Both of these questions can be described as options in the financial sense: they provide you with the right to trade an underlying asset of a certain value before an expiry date. The coffee option expires very quickly and has a relatively small underlying value (depending on how tired you are at the time), and the cost of letting the option expire is also low. The underlying value, time til expiry, and option cost are all higher for the new job. While they both fit the same options model, they are two very different questions–conveniently your brain makes decisions using two very different “systems.” Just don’t pick the wrong system!

Read on for a practical guide to applying this options model do decisions you and your team face.

What is my option? Understand the value of the decision and the cost of letting it expire

When you or your team face a significant decision, start by clarifying the terms of the option:

  1. The underlying net value. If you accept this choice, what will you gain? what will it cost to get it? Are the costs and benefits one time or recurring items?
  2. The expiry date. Some choices feel urgent at first, but actually aren’t. Take a moment to clarify–either by thinking about it or explicitly asking the other party–when is the latest I can make this decision?
  3. The cost of letting the option expire. At first, this cost may appear to be the opposite of the underlying net value (#1 above). By examining your sunk costs to date and the incremental risks you’d incur by moving forward, the cost of letting the decision expire might be very small in comparison (for example, letting an offer expire without countering after completing a home inspection).

By understanding these parameters, you can see whether a quick, instinctive decision is required, or whether a slower, more deductive decision fits. Daniel Kahneman’s insightful and accessible book Thinking, Fast and Slow describes our two decision making systems and they best ways to employ them (The Financial Times ran a very clear review a few months ago). Kahneman also weaves an understanding of cognitive bias into his description of the two decision making systems.
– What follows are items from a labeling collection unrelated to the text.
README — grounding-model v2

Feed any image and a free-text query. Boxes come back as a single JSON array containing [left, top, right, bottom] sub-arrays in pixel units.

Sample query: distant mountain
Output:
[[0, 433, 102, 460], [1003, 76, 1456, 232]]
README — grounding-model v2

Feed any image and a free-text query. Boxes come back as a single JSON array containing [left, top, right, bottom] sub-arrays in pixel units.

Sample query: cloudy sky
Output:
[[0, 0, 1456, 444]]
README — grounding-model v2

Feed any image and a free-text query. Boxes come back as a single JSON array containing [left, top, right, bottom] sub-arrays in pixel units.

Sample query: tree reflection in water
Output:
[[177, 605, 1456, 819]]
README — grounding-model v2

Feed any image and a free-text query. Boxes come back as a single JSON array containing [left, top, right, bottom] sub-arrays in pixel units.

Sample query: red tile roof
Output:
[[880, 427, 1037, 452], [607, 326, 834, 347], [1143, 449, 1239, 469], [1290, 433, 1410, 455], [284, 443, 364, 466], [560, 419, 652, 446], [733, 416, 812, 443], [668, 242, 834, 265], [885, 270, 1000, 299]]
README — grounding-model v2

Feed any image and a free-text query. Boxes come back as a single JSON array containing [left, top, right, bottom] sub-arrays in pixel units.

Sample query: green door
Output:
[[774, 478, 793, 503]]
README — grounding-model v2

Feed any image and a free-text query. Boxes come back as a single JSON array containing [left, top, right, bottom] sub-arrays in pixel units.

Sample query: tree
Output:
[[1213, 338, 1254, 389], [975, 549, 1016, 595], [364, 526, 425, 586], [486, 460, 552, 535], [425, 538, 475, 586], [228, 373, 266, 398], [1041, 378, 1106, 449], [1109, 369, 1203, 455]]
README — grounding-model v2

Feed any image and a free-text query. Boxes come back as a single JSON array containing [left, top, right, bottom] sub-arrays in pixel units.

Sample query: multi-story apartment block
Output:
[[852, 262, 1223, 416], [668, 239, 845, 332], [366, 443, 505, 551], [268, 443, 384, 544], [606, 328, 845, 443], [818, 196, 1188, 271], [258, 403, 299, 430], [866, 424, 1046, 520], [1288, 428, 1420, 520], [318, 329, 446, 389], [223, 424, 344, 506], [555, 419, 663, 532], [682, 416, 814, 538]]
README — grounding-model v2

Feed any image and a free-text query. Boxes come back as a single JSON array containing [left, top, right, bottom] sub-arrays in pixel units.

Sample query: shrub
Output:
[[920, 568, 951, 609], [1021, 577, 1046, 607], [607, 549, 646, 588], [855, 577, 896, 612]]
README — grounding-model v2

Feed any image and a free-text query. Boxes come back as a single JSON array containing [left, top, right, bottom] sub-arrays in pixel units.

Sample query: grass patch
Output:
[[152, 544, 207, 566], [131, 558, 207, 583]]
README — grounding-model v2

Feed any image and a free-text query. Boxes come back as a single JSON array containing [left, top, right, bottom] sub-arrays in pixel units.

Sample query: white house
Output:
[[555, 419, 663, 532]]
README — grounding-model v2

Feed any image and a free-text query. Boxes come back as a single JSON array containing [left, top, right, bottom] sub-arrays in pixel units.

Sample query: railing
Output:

Now that you have defined the option, considered which decision making system is engaged, and become aware of any cognitive bias at play, you’re able to make the best decision. Use the practical summary below to prompt your team to apply these concepts:

  • Will more information help make the decision? More information can feed our pattern recognition and intuitive System 1. If so, enable your team to have the facts in hand.
  • Will more consideration help provide more confidence about the decision? If the option allows, switch to a more deductive System 2 decision making process. David Allen suggests never making a decision in the same meeting that data is presented for the first time.
  • How are biases clouding this decision? There is nothing inherently “bad” about biases, they just influence us in selecting an answer that isn’t appropriate for the situation in front of us. Build awareness of biases–laughing at them before changing can take the risk of guilt or judgment away.